Mais de 400 mil pessoas foram mortas na Guerra da Síria. Metade da população foi desalojada. Grupos de direitos humanos sírios listam mais de cem mil pessoas como desaparecidas – detidas ou mortas.

Dezenas de milhares definham sob a custódia do governo, onde a tortura, a privação, a sujeira e superlotação são tão graves que uma Comissão das Nações Unidas disse que a situação se compara a um “extermínio”, um crime contra a humanidade.

Mas, até agora, há apenas um caso de crime de guerra pendente contra autoridades sírias: um processo na Espanha, por causa de um homem que morreu sob a custódia do governo.
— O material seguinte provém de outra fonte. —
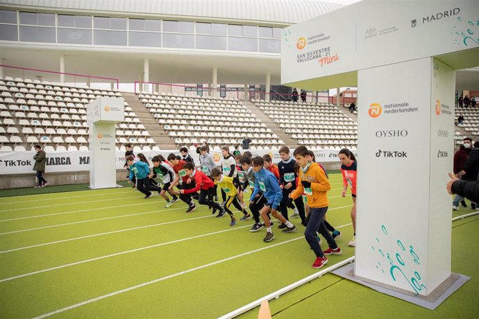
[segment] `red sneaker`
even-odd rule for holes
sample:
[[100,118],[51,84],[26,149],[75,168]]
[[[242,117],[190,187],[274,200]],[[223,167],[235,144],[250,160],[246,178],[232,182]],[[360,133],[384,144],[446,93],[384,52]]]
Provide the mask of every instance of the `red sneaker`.
[[314,269],[320,268],[326,264],[328,264],[328,259],[326,259],[326,256],[322,257],[317,257],[314,264],[312,264],[312,268]]
[[323,252],[324,252],[324,255],[341,255],[342,252],[341,251],[341,248],[338,247],[336,249],[328,248]]

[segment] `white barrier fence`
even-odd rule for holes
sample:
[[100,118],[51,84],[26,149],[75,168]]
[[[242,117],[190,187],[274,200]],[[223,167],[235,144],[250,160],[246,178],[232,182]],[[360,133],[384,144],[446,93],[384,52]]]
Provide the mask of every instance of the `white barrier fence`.
[[[294,150],[291,150],[292,155]],[[320,162],[337,162],[337,150],[315,150],[316,160]],[[355,150],[353,152],[355,154]],[[149,150],[142,152],[151,162],[151,157],[158,154],[167,158],[168,155],[173,153],[179,155],[178,150]],[[219,150],[210,152],[218,165],[220,164],[221,153]],[[255,150],[251,151],[253,156],[262,156],[269,154],[273,158],[274,163],[278,163],[280,159],[278,150]],[[31,173],[33,169],[35,161],[34,151],[27,152],[1,152],[0,153],[0,175],[24,174]],[[125,153],[123,151],[117,151],[115,166],[117,169],[123,169],[125,163]],[[193,157],[195,164],[199,165],[199,156],[196,152],[192,151],[190,155]],[[47,173],[74,172],[90,171],[90,151],[87,152],[49,152],[47,154]],[[357,155],[356,155],[357,156]]]

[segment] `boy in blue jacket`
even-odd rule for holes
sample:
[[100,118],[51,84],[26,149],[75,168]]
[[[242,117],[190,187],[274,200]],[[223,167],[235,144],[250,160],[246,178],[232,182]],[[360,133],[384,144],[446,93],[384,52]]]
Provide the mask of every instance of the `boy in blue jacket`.
[[278,179],[271,172],[263,169],[264,161],[260,156],[253,157],[251,162],[253,162],[253,170],[255,172],[255,189],[250,198],[250,202],[254,201],[256,195],[260,191],[262,191],[267,200],[260,212],[267,230],[266,236],[263,241],[267,243],[274,238],[268,217],[268,213],[270,211],[274,217],[286,225],[286,228],[283,230],[283,232],[296,232],[296,226],[278,212],[278,207],[283,198],[283,191],[278,183]]
[[126,164],[130,169],[130,176],[128,182],[131,183],[133,180],[133,177],[136,177],[137,189],[145,195],[145,198],[149,198],[153,196],[153,193],[149,191],[151,187],[149,178],[148,178],[148,175],[150,175],[150,166],[146,163],[133,157],[133,155],[128,155],[126,157]]

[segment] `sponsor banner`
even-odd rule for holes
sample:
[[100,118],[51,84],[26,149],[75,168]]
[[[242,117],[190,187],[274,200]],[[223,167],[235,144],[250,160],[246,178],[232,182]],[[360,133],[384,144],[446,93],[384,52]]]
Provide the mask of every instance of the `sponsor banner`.
[[478,12],[477,1],[360,1],[293,25],[283,31],[281,83],[479,47]]
[[428,242],[431,60],[358,72],[355,275],[420,295],[444,241]]
[[[115,148],[115,146],[113,146]],[[251,150],[253,156],[262,156],[269,154],[273,158],[273,162],[276,164],[281,160],[279,157],[278,150]],[[293,151],[291,150],[291,155]],[[316,160],[320,162],[339,162],[337,150],[315,150]],[[358,154],[355,155],[358,157]],[[140,152],[144,154],[151,165],[151,158],[158,155],[162,155],[165,158],[173,153],[180,155],[178,150],[150,150]],[[210,153],[213,156],[217,165],[221,165],[221,153],[219,150],[211,150]],[[32,173],[33,171],[33,155],[35,153],[31,152],[1,152],[0,153],[0,175],[25,174]],[[196,151],[190,153],[193,157],[194,164],[199,165],[199,155]],[[47,153],[46,173],[57,172],[74,172],[90,170],[90,152],[49,152]],[[117,150],[115,153],[115,169],[122,169],[125,164],[125,152]]]

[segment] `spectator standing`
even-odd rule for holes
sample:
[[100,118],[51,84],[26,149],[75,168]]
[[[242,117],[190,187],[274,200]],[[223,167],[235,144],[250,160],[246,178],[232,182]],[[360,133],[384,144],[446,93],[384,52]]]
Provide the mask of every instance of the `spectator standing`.
[[296,89],[293,89],[293,102],[298,102],[298,91]]
[[37,144],[35,146],[35,150],[37,153],[33,156],[35,160],[35,165],[33,165],[33,171],[37,171],[37,178],[38,179],[38,184],[35,188],[44,187],[49,184],[49,182],[43,178],[42,173],[45,173],[45,164],[47,164],[47,153],[42,149],[42,146]]

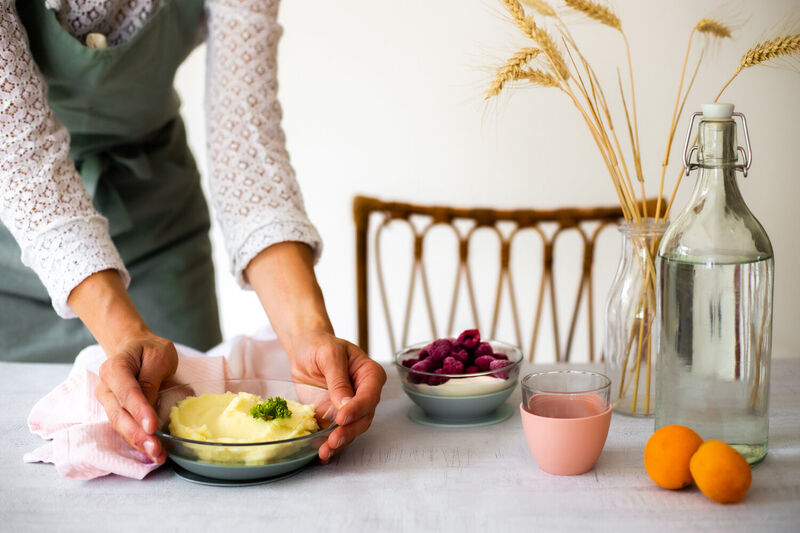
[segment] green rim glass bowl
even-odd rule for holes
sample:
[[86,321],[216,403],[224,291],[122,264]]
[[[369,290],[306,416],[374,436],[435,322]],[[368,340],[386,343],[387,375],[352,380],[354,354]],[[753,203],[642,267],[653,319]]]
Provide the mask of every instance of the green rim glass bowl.
[[432,421],[468,423],[491,417],[517,385],[522,352],[505,342],[485,342],[494,353],[505,354],[511,364],[472,374],[435,374],[403,365],[403,361],[416,359],[420,350],[430,343],[414,344],[401,350],[395,355],[394,366],[403,391]]
[[[280,396],[313,404],[320,429],[301,437],[255,443],[206,442],[170,435],[169,414],[175,404],[188,396],[225,392],[248,392],[265,399]],[[159,392],[156,412],[156,435],[172,461],[200,476],[239,481],[283,476],[305,466],[336,428],[333,420],[338,413],[327,389],[271,379],[213,380],[170,387]]]

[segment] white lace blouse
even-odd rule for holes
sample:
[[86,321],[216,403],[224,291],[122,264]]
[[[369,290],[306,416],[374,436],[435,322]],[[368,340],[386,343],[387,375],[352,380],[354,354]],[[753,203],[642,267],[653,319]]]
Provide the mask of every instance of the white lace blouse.
[[[75,38],[129,39],[171,0],[46,2]],[[53,307],[74,317],[72,289],[105,269],[129,275],[69,158],[69,134],[47,101],[14,0],[0,0],[0,220],[22,262],[44,283]],[[281,129],[276,52],[279,0],[206,0],[209,185],[231,271],[283,241],[322,243],[308,220]],[[95,36],[93,36],[94,38]],[[101,38],[102,39],[102,38]],[[199,44],[199,43],[198,43]]]

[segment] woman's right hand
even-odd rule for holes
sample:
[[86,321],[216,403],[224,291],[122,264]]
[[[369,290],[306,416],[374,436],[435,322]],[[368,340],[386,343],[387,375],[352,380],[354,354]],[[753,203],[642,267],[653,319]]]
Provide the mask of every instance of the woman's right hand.
[[175,346],[150,331],[116,270],[83,280],[67,303],[108,357],[94,392],[111,426],[125,442],[163,463],[166,452],[153,435],[158,427],[153,404],[161,383],[178,368]]
[[166,460],[166,452],[153,436],[158,415],[153,409],[161,382],[178,369],[175,346],[148,332],[123,341],[116,351],[106,352],[100,367],[100,383],[94,394],[103,405],[114,431],[125,442],[156,463]]

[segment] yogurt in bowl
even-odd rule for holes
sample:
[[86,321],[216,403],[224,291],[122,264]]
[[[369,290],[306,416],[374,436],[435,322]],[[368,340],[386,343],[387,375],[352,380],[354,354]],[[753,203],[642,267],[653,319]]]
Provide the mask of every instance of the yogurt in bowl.
[[394,360],[405,393],[441,422],[490,416],[514,390],[521,363],[519,348],[481,341],[477,330],[409,346]]

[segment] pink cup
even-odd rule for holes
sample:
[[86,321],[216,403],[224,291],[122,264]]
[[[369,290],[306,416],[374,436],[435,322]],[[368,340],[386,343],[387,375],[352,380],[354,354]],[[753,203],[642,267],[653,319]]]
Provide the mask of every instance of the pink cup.
[[522,427],[539,468],[560,476],[592,469],[611,423],[610,385],[602,374],[577,370],[525,376]]

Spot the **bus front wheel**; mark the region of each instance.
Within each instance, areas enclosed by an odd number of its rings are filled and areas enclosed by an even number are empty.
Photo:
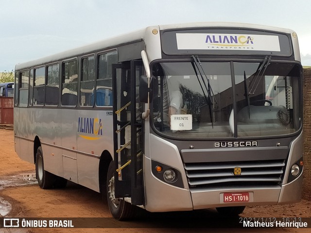
[[[114,169],[115,164],[111,161],[108,168],[106,184],[108,206],[113,217],[120,220],[125,220],[133,216],[134,207],[123,198],[116,198]]]
[[[39,147],[35,155],[35,175],[40,187],[43,189],[53,186],[54,175],[44,170],[42,149]]]

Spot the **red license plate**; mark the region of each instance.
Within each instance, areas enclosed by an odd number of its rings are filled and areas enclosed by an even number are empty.
[[[224,202],[248,202],[249,193],[225,193]]]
Nenhum caso foi para o Tribunal Penal Internacional. A Síria nunca se juntou a ele, portanto o promotor não pode iniciar uma investigação por conta própria. O Conselho de Segurança da ONU poderia encaminhar um processo ao tribunal, mas a Rússia usou repetidamente seu poder de veto para proteger o país da condenação internacional. E mesmo que o conselho tomasse medidas, o presidente Bashar Assad e seus altos funcionários estão protegidos em Damasco, dificultando suas prisões, para dizer o mínimo.

Recentemente, o mundo foi sacudido por um ataque químico que matou mais de 80 pessoas.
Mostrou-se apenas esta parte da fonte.